As David Berlind recently pointed out in his piece Is Microsoft considering acquisition of Red Hat? Microsoft could see Red Hat's acquisition as a nice way to undermine IBM, but might not consider that a sufficient reason to do it. That, of course, is Microsoft's perspective, but what about Red Hat's? This is a company, remember, that wants to be Microsoft and, like Microsoft, makes its living packaging and selling other people's ideas.
From Red Hat's perspective this could be a marriage made in heaven -- offering both a defense against the two greatest strategic threats it faces and a graceful way for key players to fold their tents and steal away into the night.
The biggest threat Red Hat faces right now is that IBM could settle with SCO and then release its own Linux along with workstations and servers based on the Cell processor. With SuSe essentially out of the picture, Linspire in a world by itself, and Debian not getting the press it deserves, such a move by IBM would leave Red Hat with nowhere to go except a suicidal head-to-head competition with Microsoft in the x86 marketplace. Given that Cell outperforms x86 by an order of magnitude and doesn't have the security weaknesses built into the x86, this would leave them fighting to hold an ever decreasing share of a shrinking market.
The second most important threat facing them is that an IBM Linux on Cell offering gives the Linux and general open source communities an opportunity to rebel against Red Hat's pretense of selling support with free licenses rather than licenses with free support. Since that's the fundamental underpinning for Red Hat's business model, taking it away would obliterate the company.

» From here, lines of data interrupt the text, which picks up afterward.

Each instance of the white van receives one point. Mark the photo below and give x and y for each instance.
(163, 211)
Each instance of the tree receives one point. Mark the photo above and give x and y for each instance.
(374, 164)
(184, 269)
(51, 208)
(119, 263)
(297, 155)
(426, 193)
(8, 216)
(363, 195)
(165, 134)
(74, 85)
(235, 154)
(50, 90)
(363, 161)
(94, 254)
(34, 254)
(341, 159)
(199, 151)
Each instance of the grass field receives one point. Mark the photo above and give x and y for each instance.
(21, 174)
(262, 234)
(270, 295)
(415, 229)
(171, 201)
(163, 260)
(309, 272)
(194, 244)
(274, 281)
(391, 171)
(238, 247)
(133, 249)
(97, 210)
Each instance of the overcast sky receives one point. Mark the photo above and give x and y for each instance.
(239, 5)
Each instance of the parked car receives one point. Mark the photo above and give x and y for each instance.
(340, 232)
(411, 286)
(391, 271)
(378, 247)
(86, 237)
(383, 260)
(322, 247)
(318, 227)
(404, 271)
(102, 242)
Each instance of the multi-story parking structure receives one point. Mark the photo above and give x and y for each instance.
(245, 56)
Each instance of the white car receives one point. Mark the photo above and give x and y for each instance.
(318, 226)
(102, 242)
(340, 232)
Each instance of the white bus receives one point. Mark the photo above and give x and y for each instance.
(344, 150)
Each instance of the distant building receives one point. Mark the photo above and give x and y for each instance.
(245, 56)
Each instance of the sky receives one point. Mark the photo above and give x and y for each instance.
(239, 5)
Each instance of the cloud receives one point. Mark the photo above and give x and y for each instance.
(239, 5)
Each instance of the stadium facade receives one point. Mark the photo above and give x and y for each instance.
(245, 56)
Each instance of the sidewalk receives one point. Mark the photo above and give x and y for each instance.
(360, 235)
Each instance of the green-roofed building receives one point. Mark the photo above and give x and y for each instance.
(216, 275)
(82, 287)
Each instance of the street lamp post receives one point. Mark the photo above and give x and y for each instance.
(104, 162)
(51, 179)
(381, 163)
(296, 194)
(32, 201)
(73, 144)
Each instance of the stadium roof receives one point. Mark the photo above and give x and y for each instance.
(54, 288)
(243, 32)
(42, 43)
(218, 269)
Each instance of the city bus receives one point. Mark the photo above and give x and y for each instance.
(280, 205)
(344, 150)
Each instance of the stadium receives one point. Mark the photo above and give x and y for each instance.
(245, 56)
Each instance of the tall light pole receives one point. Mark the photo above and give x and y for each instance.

Getting acquired therefore makes sense as Red Hat's Plan B -but Microsoft's Plan B has traditionally been Plan A delayed a few years and I can see no reasonable business scenario under which the acquisition makes sense for them. What would make sense for Microsoft, in contrast, would be a technology sharing arrangement with Red Hat in those areas, like identity management, where doing so would assert Microsoft's freedom of action without actually contravening the letter of its settlement agreement with Sun. That would neatly leverage Red Hat's traditional anti-Sun stance as a balance against its own uncomfortable relationship with the people it fears most, at the cost of giving Red Hat some positive press and incurring the risk of being named in a few more GPL lawsuits - in other words, a deal with nothing but upside for Microsoft.